In terms of what the project is trying to achieve I think it is very important that lines are drawn for the model. There are about a million different ways to organize, maintain and use a Nix flake. A flake might contain a ton of custom glue code for binding different parts together across different NixOS configurations for instance. It might use Home Manager, sops-nix, flake-parts, disko, the dendritic pattern, custom library functions to work as it does. Not to mention subtle Nix-variant differences to boot, such as Lix or Determinate Nix. This is of course just scratching the surface of the Nix(OS) ecosystem, my point with all this is wanting to know how all this would be translated into efficient context for the model? It’s far from every project that has some `CLAUDE.md` or `AGENTS.md` file to try and describe a project and how it works to an LLM. These context files can of course be generated on the fly by the model itself but that essentially just wraps around to my original point, how can we make sure it’s not hallucinating?
Another question I have is the model’s approach to adding a feature for instance. Let’s say you want to set up impermanence on a host. If the codebase of the configuration is a stinky pile of garbage spaghetti code should it just add onto that pile or should it suggest a refactor of some kind? Not only that, but should a pattern be standardized that the model “knows”/”prefers”?

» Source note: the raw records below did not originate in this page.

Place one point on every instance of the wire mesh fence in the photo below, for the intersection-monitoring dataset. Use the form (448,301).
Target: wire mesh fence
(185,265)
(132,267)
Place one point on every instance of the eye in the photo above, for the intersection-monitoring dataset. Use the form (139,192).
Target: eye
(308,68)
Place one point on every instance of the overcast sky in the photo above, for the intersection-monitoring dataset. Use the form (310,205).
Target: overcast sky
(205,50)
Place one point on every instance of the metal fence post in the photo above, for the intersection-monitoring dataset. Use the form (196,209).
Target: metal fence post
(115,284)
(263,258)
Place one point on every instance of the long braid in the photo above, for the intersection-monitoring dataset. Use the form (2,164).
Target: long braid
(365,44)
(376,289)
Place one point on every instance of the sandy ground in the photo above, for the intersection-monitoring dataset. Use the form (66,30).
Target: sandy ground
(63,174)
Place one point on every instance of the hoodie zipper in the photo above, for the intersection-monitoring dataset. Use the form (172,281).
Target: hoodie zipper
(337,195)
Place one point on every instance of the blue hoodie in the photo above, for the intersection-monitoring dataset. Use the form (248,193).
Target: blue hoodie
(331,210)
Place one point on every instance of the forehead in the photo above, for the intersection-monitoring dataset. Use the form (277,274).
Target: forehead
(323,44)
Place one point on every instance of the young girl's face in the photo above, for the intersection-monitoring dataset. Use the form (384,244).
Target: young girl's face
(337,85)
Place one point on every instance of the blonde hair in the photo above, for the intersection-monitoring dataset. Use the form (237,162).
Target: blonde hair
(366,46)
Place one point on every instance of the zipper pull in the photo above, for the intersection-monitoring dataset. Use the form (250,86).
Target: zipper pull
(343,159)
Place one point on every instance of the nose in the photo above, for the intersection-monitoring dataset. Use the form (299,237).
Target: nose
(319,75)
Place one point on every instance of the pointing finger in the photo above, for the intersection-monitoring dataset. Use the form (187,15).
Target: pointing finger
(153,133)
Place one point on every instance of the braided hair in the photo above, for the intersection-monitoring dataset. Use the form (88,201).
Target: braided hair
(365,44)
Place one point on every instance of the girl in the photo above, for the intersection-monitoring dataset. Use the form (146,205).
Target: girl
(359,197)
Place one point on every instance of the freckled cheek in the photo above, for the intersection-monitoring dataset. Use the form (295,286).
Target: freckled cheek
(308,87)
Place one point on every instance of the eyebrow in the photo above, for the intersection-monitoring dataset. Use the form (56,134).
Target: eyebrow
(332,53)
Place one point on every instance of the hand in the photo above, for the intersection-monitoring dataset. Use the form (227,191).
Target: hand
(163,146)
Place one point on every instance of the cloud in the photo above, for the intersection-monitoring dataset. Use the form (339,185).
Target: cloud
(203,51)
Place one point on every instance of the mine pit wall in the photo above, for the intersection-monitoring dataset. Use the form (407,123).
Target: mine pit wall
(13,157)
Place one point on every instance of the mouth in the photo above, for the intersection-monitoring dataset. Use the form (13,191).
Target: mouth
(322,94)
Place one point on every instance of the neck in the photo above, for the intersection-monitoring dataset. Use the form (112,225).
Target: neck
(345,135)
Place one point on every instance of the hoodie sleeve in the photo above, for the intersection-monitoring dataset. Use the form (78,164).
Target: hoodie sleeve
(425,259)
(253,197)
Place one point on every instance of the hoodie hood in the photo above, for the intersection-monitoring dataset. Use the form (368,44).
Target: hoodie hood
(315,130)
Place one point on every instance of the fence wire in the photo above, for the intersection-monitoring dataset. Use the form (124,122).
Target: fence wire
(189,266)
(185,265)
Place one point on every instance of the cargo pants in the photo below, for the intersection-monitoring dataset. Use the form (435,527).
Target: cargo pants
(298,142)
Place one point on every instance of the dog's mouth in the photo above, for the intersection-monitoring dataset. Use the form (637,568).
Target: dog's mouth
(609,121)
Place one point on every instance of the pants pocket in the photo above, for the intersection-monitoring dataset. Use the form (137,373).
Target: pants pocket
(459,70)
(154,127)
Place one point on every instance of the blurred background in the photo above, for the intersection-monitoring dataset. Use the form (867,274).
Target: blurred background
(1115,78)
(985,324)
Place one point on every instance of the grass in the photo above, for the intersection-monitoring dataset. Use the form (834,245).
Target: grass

I do think LLM use has a place, for instance I recently tried out hosting a local model and organizing my Jellyfin media library with a Python script that queries a model about how to organize a given directory to conform to Jellyfin’s file naming standards. With some guidance it eventually managed to do that quite nicely.
As for programming, I personally have found it to work better as a fancy auto-complete than an actual programmer; it is fast at writing a ton of code, but not at reasoning about complex problems the way a human can. This comes from the way LLMs work under the hood. Large language models are at the end of the day just huge prediction machines for what “the next most likely token” is. It is not designed for complex reasoning at all.
Interesting project, but I really hope some more thought goes into designing it.